When you need to delegate permissions to several Azure virtual machines simultaneously you must?

The latest Microsoft AZ-900 Azure Fundamentals certification actual real practice exam question and answer (Q&A) dumps are available free, which are helpful for you to pass the Microsoft AZ-900 Azure Fundamentals exam and earn Microsoft AZ-900 Azure Fundamentals certification.

When you need to delegate permissions to several Azure virtual machines simultaneously you must?

AZ-900 Question 111

Exam Question

Azure Cosmos DB is an example of a [platform as a service (PaaS)] offering.
Instructions: Review the underlined text. If it makes the statement correct, select “No change is needed.” If the statement is incorrect, select the answer choice that makes the statement correct.
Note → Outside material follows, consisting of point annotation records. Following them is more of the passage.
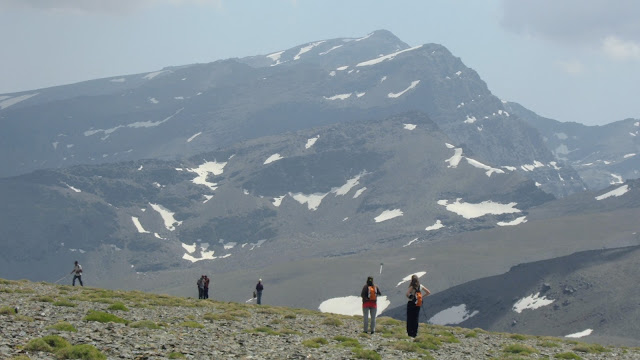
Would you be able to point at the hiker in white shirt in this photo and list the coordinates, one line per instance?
(77, 274)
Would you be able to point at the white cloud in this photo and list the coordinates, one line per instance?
(572, 67)
(620, 49)
(101, 6)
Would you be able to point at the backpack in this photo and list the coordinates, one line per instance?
(371, 294)
(418, 298)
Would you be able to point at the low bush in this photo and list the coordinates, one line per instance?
(118, 306)
(63, 326)
(104, 317)
(315, 342)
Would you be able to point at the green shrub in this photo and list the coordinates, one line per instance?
(347, 341)
(332, 321)
(38, 345)
(519, 349)
(104, 317)
(144, 324)
(63, 326)
(266, 330)
(20, 357)
(407, 346)
(191, 324)
(56, 342)
(548, 343)
(315, 342)
(21, 317)
(590, 348)
(43, 298)
(428, 341)
(83, 351)
(366, 354)
(118, 306)
(287, 331)
(7, 310)
(568, 355)
(66, 303)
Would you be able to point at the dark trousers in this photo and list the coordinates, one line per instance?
(413, 312)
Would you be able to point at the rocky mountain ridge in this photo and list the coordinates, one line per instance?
(67, 322)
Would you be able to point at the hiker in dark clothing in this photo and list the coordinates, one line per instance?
(77, 274)
(259, 288)
(200, 284)
(206, 287)
(369, 295)
(415, 296)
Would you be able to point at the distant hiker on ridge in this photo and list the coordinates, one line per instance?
(206, 287)
(77, 271)
(414, 294)
(369, 295)
(200, 284)
(259, 288)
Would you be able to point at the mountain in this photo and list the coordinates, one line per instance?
(586, 292)
(310, 168)
(183, 111)
(602, 155)
(67, 322)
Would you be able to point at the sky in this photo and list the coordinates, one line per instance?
(570, 60)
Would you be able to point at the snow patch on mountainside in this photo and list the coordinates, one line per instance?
(388, 215)
(436, 226)
(14, 100)
(272, 158)
(306, 49)
(194, 136)
(518, 221)
(311, 142)
(407, 278)
(452, 316)
(167, 216)
(470, 210)
(338, 97)
(615, 192)
(479, 165)
(387, 57)
(412, 86)
(351, 305)
(152, 75)
(138, 124)
(203, 171)
(532, 302)
(312, 200)
(580, 334)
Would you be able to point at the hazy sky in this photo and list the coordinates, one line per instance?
(570, 60)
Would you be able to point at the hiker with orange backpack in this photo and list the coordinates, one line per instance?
(369, 296)
(415, 296)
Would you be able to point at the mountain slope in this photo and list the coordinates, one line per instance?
(183, 111)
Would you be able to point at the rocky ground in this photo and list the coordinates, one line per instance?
(63, 322)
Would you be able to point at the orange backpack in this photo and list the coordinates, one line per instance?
(372, 293)
(418, 300)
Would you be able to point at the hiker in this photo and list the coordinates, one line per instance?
(206, 287)
(369, 295)
(77, 271)
(415, 296)
(200, 284)
(259, 288)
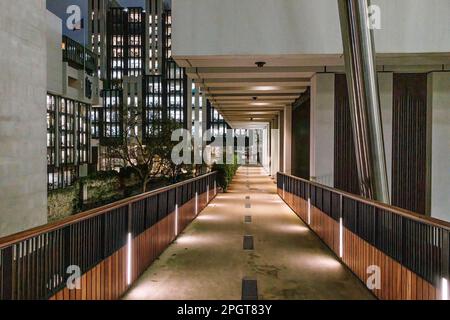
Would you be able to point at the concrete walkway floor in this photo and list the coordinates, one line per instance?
(208, 260)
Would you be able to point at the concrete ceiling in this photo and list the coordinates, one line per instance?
(244, 93)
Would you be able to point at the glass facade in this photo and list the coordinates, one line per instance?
(126, 44)
(68, 139)
(112, 114)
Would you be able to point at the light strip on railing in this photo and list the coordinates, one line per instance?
(129, 259)
(176, 220)
(196, 203)
(444, 289)
(341, 238)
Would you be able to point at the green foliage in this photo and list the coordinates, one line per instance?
(226, 173)
(62, 203)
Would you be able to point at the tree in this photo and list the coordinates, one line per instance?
(149, 157)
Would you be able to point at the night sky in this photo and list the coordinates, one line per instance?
(59, 8)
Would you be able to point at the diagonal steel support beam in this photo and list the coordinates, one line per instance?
(359, 51)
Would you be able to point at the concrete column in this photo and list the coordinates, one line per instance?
(281, 142)
(322, 128)
(438, 164)
(198, 156)
(386, 87)
(23, 78)
(189, 105)
(274, 150)
(287, 143)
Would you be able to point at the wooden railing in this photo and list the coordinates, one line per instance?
(108, 248)
(408, 252)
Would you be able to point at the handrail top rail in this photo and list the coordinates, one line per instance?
(403, 212)
(30, 233)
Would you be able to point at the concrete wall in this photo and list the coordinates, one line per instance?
(23, 76)
(322, 124)
(54, 55)
(266, 27)
(439, 116)
(322, 128)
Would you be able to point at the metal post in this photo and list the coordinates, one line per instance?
(359, 51)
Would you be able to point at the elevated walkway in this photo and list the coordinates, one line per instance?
(208, 260)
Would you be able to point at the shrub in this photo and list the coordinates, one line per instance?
(226, 173)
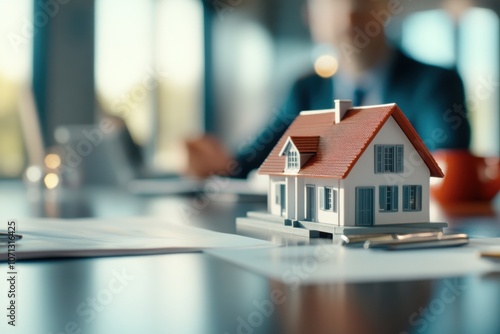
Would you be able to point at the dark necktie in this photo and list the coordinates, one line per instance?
(359, 96)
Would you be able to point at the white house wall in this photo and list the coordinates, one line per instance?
(274, 208)
(363, 174)
(322, 216)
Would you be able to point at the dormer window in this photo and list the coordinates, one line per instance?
(292, 160)
(297, 151)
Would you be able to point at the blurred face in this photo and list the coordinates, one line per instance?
(336, 21)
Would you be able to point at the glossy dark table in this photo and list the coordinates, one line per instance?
(196, 293)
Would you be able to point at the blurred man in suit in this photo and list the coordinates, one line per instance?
(370, 72)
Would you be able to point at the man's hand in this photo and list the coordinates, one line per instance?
(206, 156)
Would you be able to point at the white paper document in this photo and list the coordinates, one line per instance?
(334, 263)
(50, 238)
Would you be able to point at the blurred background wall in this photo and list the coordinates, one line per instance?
(174, 69)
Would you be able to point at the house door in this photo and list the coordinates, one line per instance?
(310, 203)
(364, 206)
(282, 198)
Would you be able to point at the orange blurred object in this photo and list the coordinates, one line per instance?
(467, 177)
A. No change is needed B. infrastructure as a service (IaaS) C. serverless

D. software as a service (SaaS)

Correct Answer

A. No change is needed

Explanation

Azure Cosmos DB is an example of a platform as a service (PaaS) cloud database provider.

Reference

Azure > Cosmos DB > Security in Azure Cosmos DB – overview

AZ-900 Question 112

Exam Question

An Azure region [contains one or more data centers that are connected by using a low-latency network.]
Instructions: Review the underlined text. If it makes the statement correct, select “No change is needed”. If the statement is incorrect, select the answer choice that makes the statement correct.

A. No change is needed B. Is found in each country where Microsoft has a subsidiary office C. Can be found in every country in Europe and the Americas only

D. Contains one or more data centers that are connected by using a high-latency network

Correct Answer

A. No change is needed

Explanation

Understand Azure global infrastructure:

  • A region is a set of datacenters deployed within a latency-defined perimeter and connected through a dedicated regional low-latency network. With more global regions than any other cloud provider, Azure gives customers the flexibility to deploy applications where they need to. Azure is generally available in 46 regions around the world, with plans announced for 8 additional regions.
  • A geography is a discrete market, typically containing two or more regions, that preserves data residency and compliance boundaries. Geographies allow customers with specific data-residency and compliance needs to keep their data and applications close. Geographies are fault-tolerant to withstand complete region failure through their connection to our dedicated high-capacity networking infrastructure.
  • Availability Zones are physically separate locations within an Azure region. Each Availability Zone is made up of one or more datacenters equipped with independent power, cooling, and networking. Availability Zones allow customers to run mission-critical applications with high availability and low-latency replication.

Reference

Azure regions

AZ-900 Question 113

Exam Question

You plan to deploy 20 virtual machines to an Azure environment. To ensure that a virtual machine named VM1 cannot connect to the other virtual machines, VM1 must [be deployed to a separate virtual network.]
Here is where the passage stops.